States, acting as the members of international organisation, may establish different specific legal rules regarding cyber operations. It may differ from the customary international law which, however, would be still applicable to such rules. Nevertheless, such situation appears advantageous for one part of Member States and unfavourable for others. While one owns and operates its own strong cyber infrastructure, others heavily depend on the cyber infrastructure of more developed partners. Even some international organisations rely on someone else’s cyber capacity. Thus, establishing new rules about cyber activities inside the specific community or particular international organisation may be dangerous due to the differences in the capacity to perform specific obligations. Namely, what could be observed by one Member, could not achieved by another.

Cyber attack by or against an international organisation should be analysed individually in each case and with attention and respect to the nature, structure, mission and functions. Examine a situation in which cyber attack was conducted against an international organisation. In this case, injured organisation cannot claim a violation of its sovereignty, because the organisation itself does not enjoy sovereignty separately from the State the organisation is located in. The State, where the organisation’s injured infrastructure is located, may claim violation of sovereignty. Consider another situation in which cyber attack was conducted by an international organisation itself. For example, international organisation decides to intervene in the process of elections and selects a State where the elections are in the process. By conducting cyber attacks on governmental websites and media of that State and trying to penetrate into the State with its influential information which may change the minds of the nationals, international organisation would violate customary international law and particularly the prohibition of intervention. If examine Article 2 (7) of the United Nations Charter, it is clear that United Nations as an international organisation shall not intervene in domestic affairs of any State. 2 The exception is only threat to the peace and acts of aggression and intervention by cyber attack in the process of elections may not be excused by this. In this case, an international organisation would be responsible for its cyber attack.

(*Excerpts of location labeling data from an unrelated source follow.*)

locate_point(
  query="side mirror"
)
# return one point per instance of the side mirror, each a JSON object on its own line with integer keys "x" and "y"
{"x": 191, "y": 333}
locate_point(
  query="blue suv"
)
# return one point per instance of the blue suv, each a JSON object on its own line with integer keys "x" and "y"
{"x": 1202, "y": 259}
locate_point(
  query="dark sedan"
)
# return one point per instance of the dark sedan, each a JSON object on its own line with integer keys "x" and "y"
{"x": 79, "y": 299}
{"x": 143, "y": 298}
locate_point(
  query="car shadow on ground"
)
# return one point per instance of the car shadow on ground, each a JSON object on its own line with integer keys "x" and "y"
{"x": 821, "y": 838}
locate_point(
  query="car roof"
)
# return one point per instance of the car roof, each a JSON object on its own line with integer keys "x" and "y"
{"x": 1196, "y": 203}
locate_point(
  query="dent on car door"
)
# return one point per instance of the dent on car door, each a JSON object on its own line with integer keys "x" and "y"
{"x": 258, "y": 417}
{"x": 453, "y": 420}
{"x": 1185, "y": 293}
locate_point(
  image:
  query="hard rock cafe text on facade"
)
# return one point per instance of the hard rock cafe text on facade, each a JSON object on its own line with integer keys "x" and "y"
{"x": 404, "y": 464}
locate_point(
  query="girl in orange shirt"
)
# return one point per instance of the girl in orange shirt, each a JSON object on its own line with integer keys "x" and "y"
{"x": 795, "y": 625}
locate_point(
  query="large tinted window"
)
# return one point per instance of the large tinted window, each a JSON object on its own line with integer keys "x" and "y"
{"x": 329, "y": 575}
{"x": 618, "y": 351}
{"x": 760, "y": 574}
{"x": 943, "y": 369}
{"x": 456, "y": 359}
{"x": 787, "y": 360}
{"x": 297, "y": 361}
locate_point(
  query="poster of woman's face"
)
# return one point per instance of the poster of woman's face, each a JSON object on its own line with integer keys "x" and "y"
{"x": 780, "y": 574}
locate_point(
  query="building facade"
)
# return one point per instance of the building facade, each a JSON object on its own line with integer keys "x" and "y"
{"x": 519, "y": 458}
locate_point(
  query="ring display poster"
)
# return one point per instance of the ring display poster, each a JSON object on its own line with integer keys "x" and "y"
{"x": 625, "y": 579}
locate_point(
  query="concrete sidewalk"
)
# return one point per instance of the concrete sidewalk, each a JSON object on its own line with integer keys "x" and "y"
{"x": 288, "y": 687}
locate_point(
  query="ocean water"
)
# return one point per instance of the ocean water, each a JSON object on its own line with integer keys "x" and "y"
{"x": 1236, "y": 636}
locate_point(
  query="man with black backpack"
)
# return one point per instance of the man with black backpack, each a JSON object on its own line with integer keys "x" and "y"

International organisations, as any other members of the international law community, are responsible for internationally wrongful acts they commit. 3 In other words, international organisations are responsible for cyber attacks and other operations in the cyberspace. However, such attacks and operations should be attributable to an organisation for other Members of the community and injured Parties to be able to claim organisation’s responsibility. Unfortunately, while it is easy to trace cyber attack directly conducted by employees or agents of an international organisation, it is almost impossible to attribute an attack to organisation which hired third party individuals.